C’est donc clair, net et précis, même avec les idées les plus sociales possibles, il est impossible de penser que la Sécurité sociale ne va pas se désengager. Nous tenions le même discours il y a une dizaine d’années et le désengagement de la Sécurité sociale a bien eu lieu tandis des mesures comme le déclassement de certains médicaments ou encore la mise en place du forfait journalier. Or, dans le même temps, le chiffre d’affaires des mutuelles a doublé sur la période et leurs résultats ont stagné ; ce qui démontre que le désengagement – malgré une répartition constante des financements - a bel et bien déjà commencé.

Quels secteurs pourraient être abandonnés par la Sécurité sociale ?

La Sécurité sociale restera certainement un bon assureur sur l’hospitalisation. En revanche, nous anticipons un déremboursement sur la pharmacie, en sachant que cette piste est à l’étude au ministère, pour les médicaments délivrés sur ordonnance, soit environ 29 milliards d’euros.

A ce niveau, nous avons imaginé un désengagement probable et raisonnable sur les boites de médicaments à prix unitaire faible en prenant comme hypothèses que les boites remboursées à 65 % ne le seraient plus qu’à 30 % et que celles remboursées à 30 % ne le seraient plus qu’à 15 %. Nous n’avons pas appliqué de déremboursement sur les médicaments coûteux.

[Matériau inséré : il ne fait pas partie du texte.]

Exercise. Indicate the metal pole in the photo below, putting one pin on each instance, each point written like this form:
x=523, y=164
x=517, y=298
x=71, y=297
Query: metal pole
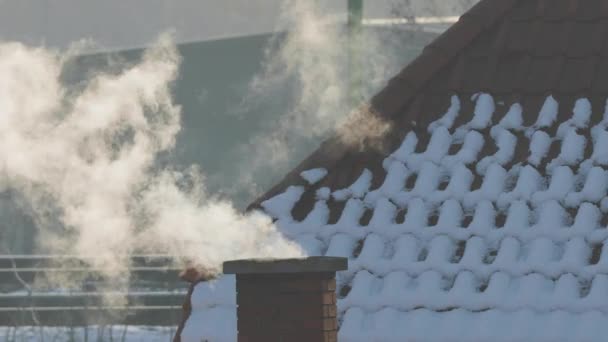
x=355, y=18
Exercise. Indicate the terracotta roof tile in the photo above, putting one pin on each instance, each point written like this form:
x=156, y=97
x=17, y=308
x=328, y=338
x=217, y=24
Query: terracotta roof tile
x=549, y=38
x=600, y=81
x=508, y=72
x=591, y=10
x=594, y=33
x=542, y=74
x=514, y=205
x=517, y=36
x=525, y=11
x=557, y=10
x=577, y=75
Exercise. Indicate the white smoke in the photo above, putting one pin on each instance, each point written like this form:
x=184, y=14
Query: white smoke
x=326, y=72
x=85, y=162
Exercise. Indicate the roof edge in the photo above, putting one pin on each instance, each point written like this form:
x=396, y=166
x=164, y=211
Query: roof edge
x=438, y=54
x=392, y=99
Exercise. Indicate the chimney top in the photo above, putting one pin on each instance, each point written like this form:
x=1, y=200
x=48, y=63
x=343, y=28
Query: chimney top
x=296, y=265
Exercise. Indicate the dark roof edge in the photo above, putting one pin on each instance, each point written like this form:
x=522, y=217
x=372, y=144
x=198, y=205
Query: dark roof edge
x=392, y=99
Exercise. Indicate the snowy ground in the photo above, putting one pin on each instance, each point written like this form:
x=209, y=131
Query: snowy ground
x=118, y=333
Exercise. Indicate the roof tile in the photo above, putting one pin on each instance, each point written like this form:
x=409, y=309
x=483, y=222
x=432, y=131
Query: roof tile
x=542, y=74
x=525, y=10
x=555, y=10
x=549, y=38
x=508, y=72
x=577, y=75
x=600, y=81
x=517, y=36
x=594, y=32
x=588, y=10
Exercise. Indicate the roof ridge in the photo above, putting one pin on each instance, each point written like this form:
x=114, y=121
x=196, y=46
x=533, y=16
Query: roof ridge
x=391, y=99
x=438, y=54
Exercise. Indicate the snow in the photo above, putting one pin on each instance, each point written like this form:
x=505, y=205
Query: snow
x=90, y=333
x=513, y=119
x=519, y=270
x=539, y=147
x=313, y=176
x=357, y=189
x=548, y=113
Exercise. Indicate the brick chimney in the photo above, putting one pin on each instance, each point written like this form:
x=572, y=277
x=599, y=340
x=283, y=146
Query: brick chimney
x=286, y=300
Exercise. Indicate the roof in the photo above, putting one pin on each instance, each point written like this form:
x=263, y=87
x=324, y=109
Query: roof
x=481, y=213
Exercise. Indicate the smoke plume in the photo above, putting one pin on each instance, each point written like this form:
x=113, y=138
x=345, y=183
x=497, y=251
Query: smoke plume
x=84, y=162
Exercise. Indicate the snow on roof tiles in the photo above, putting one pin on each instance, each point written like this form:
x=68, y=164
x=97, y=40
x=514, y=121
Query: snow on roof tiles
x=482, y=214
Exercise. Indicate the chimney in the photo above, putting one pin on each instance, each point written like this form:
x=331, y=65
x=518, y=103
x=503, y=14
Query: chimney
x=286, y=300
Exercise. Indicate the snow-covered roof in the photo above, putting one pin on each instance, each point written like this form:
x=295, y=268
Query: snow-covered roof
x=481, y=214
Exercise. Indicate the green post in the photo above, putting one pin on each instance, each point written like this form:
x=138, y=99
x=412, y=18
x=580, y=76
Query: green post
x=355, y=19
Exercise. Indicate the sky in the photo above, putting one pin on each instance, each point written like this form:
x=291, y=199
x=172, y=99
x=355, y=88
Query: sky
x=124, y=24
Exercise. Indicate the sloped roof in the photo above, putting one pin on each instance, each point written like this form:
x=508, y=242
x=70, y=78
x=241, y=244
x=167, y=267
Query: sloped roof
x=481, y=214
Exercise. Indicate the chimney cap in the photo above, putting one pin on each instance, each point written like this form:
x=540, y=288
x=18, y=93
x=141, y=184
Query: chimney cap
x=296, y=265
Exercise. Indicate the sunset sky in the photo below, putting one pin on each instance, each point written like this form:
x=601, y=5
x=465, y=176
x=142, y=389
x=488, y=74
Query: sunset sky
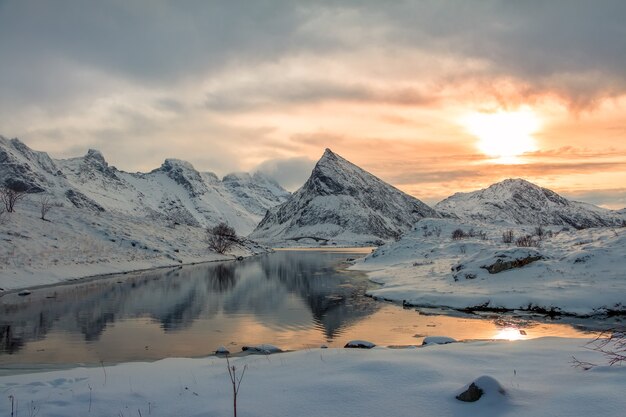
x=432, y=96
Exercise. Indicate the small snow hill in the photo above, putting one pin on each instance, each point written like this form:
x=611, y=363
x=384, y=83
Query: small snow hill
x=341, y=204
x=517, y=201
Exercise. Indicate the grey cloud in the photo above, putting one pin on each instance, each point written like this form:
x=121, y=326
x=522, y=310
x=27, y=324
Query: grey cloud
x=291, y=173
x=297, y=91
x=572, y=46
x=611, y=198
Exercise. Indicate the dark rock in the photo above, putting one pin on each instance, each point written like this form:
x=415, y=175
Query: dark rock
x=504, y=265
x=472, y=394
x=80, y=200
x=359, y=344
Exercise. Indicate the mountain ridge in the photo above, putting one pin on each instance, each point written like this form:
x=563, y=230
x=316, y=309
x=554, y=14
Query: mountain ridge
x=175, y=192
x=345, y=204
x=518, y=201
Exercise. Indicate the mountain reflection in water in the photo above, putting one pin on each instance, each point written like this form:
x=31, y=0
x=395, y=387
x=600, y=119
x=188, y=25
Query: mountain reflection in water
x=291, y=291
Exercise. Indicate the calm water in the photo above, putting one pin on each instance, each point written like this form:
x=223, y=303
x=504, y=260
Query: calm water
x=292, y=299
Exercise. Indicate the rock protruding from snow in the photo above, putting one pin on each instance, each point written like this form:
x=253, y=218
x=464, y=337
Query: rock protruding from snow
x=344, y=204
x=438, y=340
x=222, y=351
x=264, y=349
x=23, y=169
x=484, y=385
x=359, y=344
x=517, y=201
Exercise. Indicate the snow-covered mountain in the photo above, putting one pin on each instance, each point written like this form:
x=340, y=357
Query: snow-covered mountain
x=518, y=201
x=175, y=192
x=344, y=204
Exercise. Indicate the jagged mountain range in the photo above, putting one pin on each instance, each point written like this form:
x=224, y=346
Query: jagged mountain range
x=174, y=192
x=344, y=204
x=340, y=202
x=518, y=201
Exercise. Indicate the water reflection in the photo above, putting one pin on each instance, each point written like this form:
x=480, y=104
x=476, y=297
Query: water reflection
x=280, y=291
x=293, y=299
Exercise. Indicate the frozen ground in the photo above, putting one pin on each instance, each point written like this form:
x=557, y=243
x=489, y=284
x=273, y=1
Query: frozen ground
x=578, y=271
x=537, y=376
x=79, y=243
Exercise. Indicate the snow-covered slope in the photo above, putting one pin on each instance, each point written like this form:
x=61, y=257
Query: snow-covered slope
x=174, y=192
x=517, y=201
x=75, y=243
x=344, y=204
x=567, y=271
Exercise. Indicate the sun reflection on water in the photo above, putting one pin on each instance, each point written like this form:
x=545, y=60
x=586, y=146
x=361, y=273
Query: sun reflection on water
x=511, y=333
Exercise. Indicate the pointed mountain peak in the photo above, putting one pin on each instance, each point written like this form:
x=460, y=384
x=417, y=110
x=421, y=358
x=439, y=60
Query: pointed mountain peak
x=344, y=202
x=176, y=164
x=95, y=155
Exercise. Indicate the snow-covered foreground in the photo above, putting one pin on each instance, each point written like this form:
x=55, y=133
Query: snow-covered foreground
x=537, y=376
x=573, y=271
x=81, y=243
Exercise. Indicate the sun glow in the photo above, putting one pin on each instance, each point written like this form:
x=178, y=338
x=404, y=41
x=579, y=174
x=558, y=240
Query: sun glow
x=510, y=333
x=504, y=135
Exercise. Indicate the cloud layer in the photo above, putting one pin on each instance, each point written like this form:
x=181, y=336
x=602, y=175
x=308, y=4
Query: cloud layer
x=239, y=85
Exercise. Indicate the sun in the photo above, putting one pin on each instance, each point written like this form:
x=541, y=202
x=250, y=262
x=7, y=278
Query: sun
x=504, y=134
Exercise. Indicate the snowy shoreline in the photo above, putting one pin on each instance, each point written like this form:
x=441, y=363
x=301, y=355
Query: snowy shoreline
x=569, y=272
x=79, y=244
x=537, y=377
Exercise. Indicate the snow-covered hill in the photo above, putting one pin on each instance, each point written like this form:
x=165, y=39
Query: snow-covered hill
x=563, y=271
x=517, y=201
x=343, y=204
x=174, y=193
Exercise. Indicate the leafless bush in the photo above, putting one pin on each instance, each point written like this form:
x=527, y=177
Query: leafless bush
x=396, y=236
x=526, y=242
x=611, y=343
x=10, y=196
x=542, y=233
x=221, y=237
x=435, y=231
x=458, y=234
x=477, y=233
x=507, y=236
x=235, y=382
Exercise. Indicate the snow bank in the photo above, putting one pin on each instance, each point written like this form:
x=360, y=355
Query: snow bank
x=536, y=375
x=573, y=271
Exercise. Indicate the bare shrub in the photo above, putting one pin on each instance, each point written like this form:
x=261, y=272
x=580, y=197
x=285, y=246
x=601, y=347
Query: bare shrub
x=508, y=236
x=611, y=343
x=46, y=203
x=458, y=234
x=526, y=242
x=435, y=231
x=221, y=237
x=235, y=382
x=10, y=196
x=542, y=233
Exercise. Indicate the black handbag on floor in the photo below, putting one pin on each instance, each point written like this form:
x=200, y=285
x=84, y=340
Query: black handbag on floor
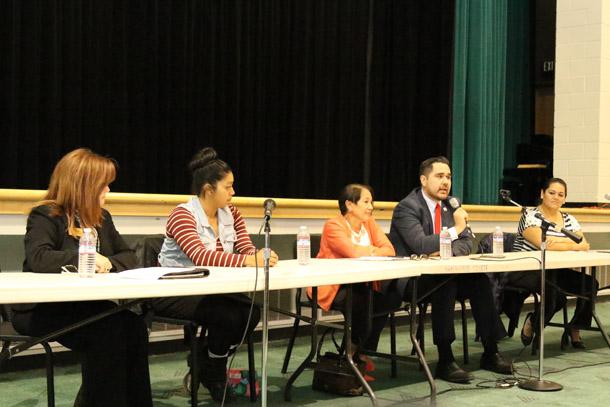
x=333, y=374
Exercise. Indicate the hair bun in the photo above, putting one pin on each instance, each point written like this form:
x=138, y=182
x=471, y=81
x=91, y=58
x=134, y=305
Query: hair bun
x=202, y=158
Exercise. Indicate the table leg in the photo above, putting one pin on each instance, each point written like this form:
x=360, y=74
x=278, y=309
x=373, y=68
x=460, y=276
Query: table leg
x=312, y=350
x=420, y=354
x=347, y=324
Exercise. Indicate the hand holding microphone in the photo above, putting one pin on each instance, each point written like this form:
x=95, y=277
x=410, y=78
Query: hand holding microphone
x=460, y=213
x=269, y=206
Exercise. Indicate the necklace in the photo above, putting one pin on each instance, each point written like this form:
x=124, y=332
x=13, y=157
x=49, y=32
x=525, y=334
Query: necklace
x=356, y=235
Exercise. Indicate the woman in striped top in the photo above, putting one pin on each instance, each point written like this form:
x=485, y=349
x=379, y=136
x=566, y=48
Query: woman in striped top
x=209, y=231
x=529, y=237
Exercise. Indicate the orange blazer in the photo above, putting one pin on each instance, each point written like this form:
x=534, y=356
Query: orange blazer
x=336, y=243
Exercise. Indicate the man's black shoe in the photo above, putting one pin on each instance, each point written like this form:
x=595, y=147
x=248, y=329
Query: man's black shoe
x=496, y=363
x=451, y=372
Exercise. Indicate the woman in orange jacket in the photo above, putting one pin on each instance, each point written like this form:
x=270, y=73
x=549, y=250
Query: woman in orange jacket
x=356, y=234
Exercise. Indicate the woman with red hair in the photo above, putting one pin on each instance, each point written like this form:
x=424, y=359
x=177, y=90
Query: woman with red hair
x=114, y=350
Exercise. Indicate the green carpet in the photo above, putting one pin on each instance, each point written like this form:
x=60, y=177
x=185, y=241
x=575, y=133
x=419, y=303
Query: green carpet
x=585, y=376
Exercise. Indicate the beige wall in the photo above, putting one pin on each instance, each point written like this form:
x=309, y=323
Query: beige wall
x=582, y=98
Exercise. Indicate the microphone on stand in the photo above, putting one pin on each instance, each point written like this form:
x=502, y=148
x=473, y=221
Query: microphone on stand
x=455, y=204
x=505, y=194
x=571, y=235
x=269, y=206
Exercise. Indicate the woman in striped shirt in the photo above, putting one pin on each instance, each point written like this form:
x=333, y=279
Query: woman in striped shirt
x=529, y=237
x=209, y=231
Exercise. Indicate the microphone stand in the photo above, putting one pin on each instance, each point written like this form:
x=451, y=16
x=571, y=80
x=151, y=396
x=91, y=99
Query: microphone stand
x=538, y=384
x=265, y=344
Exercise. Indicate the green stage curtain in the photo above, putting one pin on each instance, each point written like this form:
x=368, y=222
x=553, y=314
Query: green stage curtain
x=491, y=99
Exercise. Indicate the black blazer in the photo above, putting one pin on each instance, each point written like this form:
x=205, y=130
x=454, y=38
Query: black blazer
x=48, y=245
x=412, y=228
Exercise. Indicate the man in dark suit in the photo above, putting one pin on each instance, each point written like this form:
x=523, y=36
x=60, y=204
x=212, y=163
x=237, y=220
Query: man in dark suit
x=416, y=223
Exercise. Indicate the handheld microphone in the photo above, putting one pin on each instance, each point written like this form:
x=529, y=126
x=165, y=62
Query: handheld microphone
x=571, y=235
x=455, y=204
x=269, y=206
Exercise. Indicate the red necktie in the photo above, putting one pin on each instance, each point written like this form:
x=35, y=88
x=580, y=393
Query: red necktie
x=437, y=219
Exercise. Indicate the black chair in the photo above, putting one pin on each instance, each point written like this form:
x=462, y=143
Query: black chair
x=302, y=301
x=508, y=299
x=147, y=250
x=8, y=337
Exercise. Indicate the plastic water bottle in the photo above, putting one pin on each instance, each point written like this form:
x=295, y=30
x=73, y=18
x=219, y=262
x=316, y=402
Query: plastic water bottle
x=86, y=253
x=445, y=243
x=303, y=246
x=498, y=242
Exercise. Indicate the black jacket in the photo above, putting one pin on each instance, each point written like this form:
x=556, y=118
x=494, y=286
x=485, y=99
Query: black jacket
x=48, y=246
x=412, y=228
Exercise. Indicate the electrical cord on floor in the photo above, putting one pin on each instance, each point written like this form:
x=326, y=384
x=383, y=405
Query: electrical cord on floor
x=245, y=334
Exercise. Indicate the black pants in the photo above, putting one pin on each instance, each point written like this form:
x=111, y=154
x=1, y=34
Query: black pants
x=114, y=350
x=443, y=291
x=224, y=316
x=568, y=280
x=382, y=306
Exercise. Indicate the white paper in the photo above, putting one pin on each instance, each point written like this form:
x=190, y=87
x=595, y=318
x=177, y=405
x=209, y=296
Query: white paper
x=380, y=258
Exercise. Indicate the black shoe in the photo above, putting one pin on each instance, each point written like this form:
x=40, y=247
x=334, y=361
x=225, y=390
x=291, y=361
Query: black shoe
x=496, y=363
x=217, y=390
x=451, y=372
x=80, y=398
x=579, y=344
x=527, y=340
x=213, y=376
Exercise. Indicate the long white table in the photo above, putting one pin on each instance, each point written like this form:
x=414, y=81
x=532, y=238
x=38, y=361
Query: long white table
x=31, y=287
x=34, y=287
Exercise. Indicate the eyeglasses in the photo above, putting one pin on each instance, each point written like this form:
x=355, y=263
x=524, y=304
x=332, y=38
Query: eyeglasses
x=419, y=257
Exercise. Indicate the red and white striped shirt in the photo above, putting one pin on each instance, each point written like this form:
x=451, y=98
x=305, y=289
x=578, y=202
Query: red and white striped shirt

Sur ces bases nous avons établi que pour les boites dont le prix est inférieur à 3 euros, le transfert du régime de base vers les complémentaires santé s’élèverait à 500 millions d’euros. Sur les boites de médicaments à moins de 7 euros, ce seraient 1 milliard d’euros qui basculerait de la Sécurité sociale vers les complémentaires santé et sur celles de moins de 15 euros, le montant du transfert s’établirait à 2 milliards.

Ce déremboursement au niveau de la Sécurité sociale aurait pour conséquence d’augmenter en moyenne la cotisation des complémentaire santé, par exemple de 4 € si la Sécurité sociale se désengageait sur les boites de médicaments à moins de 15 €.

Reste une question : est-il utile d’assurer toute la pharmacie ? Nos travaux font ressortir qu’il vaudrait mieux ne pas rembourser certains médicaments à service médical rendu modéré et faible, ce que l’on appelaient auparavant les vignettes bleues et orange, compte tenu des économies réalisées en contrepartie sur les cotisations des complémentaires santé. Un système de franchise pourrait être envisagé qui engendrerait un réel bénéfice en termes de coût pour les complémentaires tout en évitant des restes à charge aux assurés trop importants.

Le vrai problème sera d’expliquer et de convaincre les Français de l’intérêt d’une telle réforme.